Embaucher et débaucher ne sont qu’à moitié parallèles. On voit bien, théoriquement, le rapport entre détourner de son travail et détourner de ses devoirs, mais le rapport entre embauche et débauche est aujourd’hui assez cocasse. À tel point qu’on a formé le mot débauchage, demeuré assez rare, alors que la perte de travail qu’il désigne demeure une des plaies de notre temps. Même bizarrerie entre licencier et la licence, qui a suscité licenciement.

L’opposition travail-chômage a privilégié embaucher et embauche comme remède à la perte de travail. Celle-ci n’a vraiment rien à voir avec la débauche, ce que certains pourront regretter. Reste que dans ce faux couple, on peut reconnaître une origine commune.

Ça commence par débaucher, qui, tout comme ébaucher, est un mot d’artisan, de charpentier. Sans certitude, on pense que débaucher, qui a signifié « disperser », a pu correspondre à « dégrossir du bois pour faire une charpente ». De « disperser des gens » à « renvoyer des travailleurs », il n’y avait qu’un pas. Mais à force de débaucher, c’est le désert économique et social, et il a fallu créer des mots pour la création de travail salarié : la création d’emplois s’est appelée l’embauche.

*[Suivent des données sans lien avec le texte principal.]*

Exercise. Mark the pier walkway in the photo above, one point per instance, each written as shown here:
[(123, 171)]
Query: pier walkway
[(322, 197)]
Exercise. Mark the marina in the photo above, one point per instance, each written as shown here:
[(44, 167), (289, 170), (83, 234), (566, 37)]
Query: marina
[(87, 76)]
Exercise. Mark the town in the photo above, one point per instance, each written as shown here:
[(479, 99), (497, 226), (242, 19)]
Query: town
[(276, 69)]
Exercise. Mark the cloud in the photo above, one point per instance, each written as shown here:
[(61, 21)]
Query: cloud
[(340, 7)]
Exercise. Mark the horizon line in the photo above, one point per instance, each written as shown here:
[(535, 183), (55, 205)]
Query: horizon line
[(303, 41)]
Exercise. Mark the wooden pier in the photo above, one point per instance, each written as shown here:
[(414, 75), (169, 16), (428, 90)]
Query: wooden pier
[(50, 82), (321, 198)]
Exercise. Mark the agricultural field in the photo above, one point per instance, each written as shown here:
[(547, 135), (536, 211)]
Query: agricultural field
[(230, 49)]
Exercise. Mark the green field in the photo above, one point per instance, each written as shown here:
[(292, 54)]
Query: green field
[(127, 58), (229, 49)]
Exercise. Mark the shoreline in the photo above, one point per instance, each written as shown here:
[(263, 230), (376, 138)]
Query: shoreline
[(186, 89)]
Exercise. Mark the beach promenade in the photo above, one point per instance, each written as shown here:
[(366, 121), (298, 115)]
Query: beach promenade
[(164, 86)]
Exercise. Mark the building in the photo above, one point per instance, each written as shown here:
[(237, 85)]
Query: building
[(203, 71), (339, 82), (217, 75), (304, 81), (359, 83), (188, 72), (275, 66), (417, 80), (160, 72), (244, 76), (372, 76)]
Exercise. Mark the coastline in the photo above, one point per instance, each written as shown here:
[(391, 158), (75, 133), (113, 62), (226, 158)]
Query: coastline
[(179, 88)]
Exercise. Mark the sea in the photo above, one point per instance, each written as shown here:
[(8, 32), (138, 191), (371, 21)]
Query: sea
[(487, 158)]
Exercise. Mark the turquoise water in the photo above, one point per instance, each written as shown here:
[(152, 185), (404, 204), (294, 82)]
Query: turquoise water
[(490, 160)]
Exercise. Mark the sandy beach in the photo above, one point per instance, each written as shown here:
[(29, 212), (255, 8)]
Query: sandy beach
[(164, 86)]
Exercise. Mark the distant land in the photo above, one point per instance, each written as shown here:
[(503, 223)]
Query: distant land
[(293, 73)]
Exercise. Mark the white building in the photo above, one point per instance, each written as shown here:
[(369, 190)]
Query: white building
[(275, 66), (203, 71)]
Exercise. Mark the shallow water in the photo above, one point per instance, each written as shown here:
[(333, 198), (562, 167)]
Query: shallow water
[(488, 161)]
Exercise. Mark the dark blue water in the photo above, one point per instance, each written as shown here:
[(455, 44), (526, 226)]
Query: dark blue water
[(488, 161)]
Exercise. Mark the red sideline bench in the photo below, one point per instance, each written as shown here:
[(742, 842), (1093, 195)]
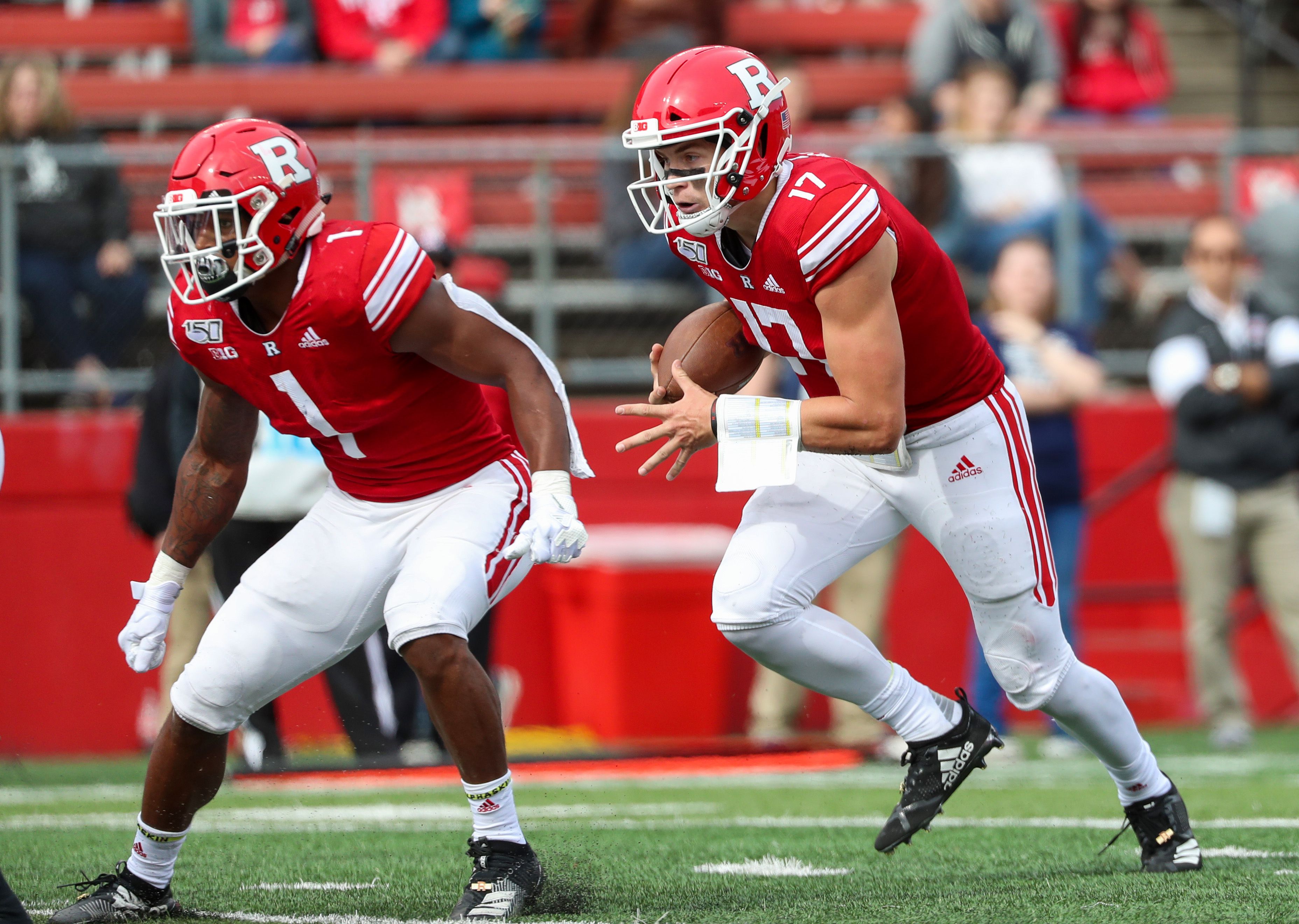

Aujourd’hui, dans l’attirail des mesures prises contre cette catastrophe qu’est le chômage — mot qui a mal tourné, car il désignait le repos volontaire par temps chaud —, l’embauche est le remède le plus naturel. Cependant, être embauché ne suffit pas et l’embauche, qui succède à l’offre d’emploi, n’est qu’une porte ouverte pour l’emploi effectif. De même que débaucher a fini par susciter embaucher, on aurait besoin d’un certain nombre de repour corriger certains dé- ; relocalisation, par exemple.

15 septembre 2004

Oui

Alors, oui ou non, au projet de Constitution européenne ? On connaît la formule « oui, non, n’a pas compris la question ». Je choisis le mot oui, mais c’est pour une raison philologique. Le fait que le monosyllabe non est déjà latin renvoie les difficultés de son origine à l’étymologie d’une langue antique[77]. En revanche, dire oui est une affaire francophone, et même de la moitié nord de l’Hexagone — qui n’est pas pour autant un triangle. La partie latine de oui, c’est o, qui continue hoc, « cela », le démonstratif qui signale la réalité de ce qu’on montre. Les terres du sud de la France, restées plus proches du latin, disent oc, d’où vient Languedoc, le pays où la langue dit oc, et occitan. Au nord, on a renforcé le o initial par le pronom personnel : ça donnait o-je, o-nos, o-vos, etc., et, à la troisième personne, o-il. C’est cette forme, oui-il, moins subjective, qui l’a emporté : donc, oïl, celui de la « langue d’oïl », et enfin, assez tard — fin du XIVe siècle — ça y est, oui ! Au Parti socialiste, en ce moment, on pourrait dire o-nos, « oui nous », mais ceux qui suivent le raisonnement de Laurent Fabius disent simplement non. Ils auraient dit nenny, quand on commençait à dire oui, à la fin du Moyen Âge. Si, cet autre monosyllabe, correspond à oui, lorsque la réponse réagit à une question négative : « Tu n’as pas envie d’un peu plus d’Europe ? — Si ! » ; « Tu as envie d’une Europe plus sociale ? — Oui. » Les Italiens et les Espagnols disent si dans tous les cas, là où les anglophones préfèrent yes et les Allemands Ja ; les Étatsuniens aussi d’ailleurs, ce qui suggère qu’ils ne parlent pas anglais.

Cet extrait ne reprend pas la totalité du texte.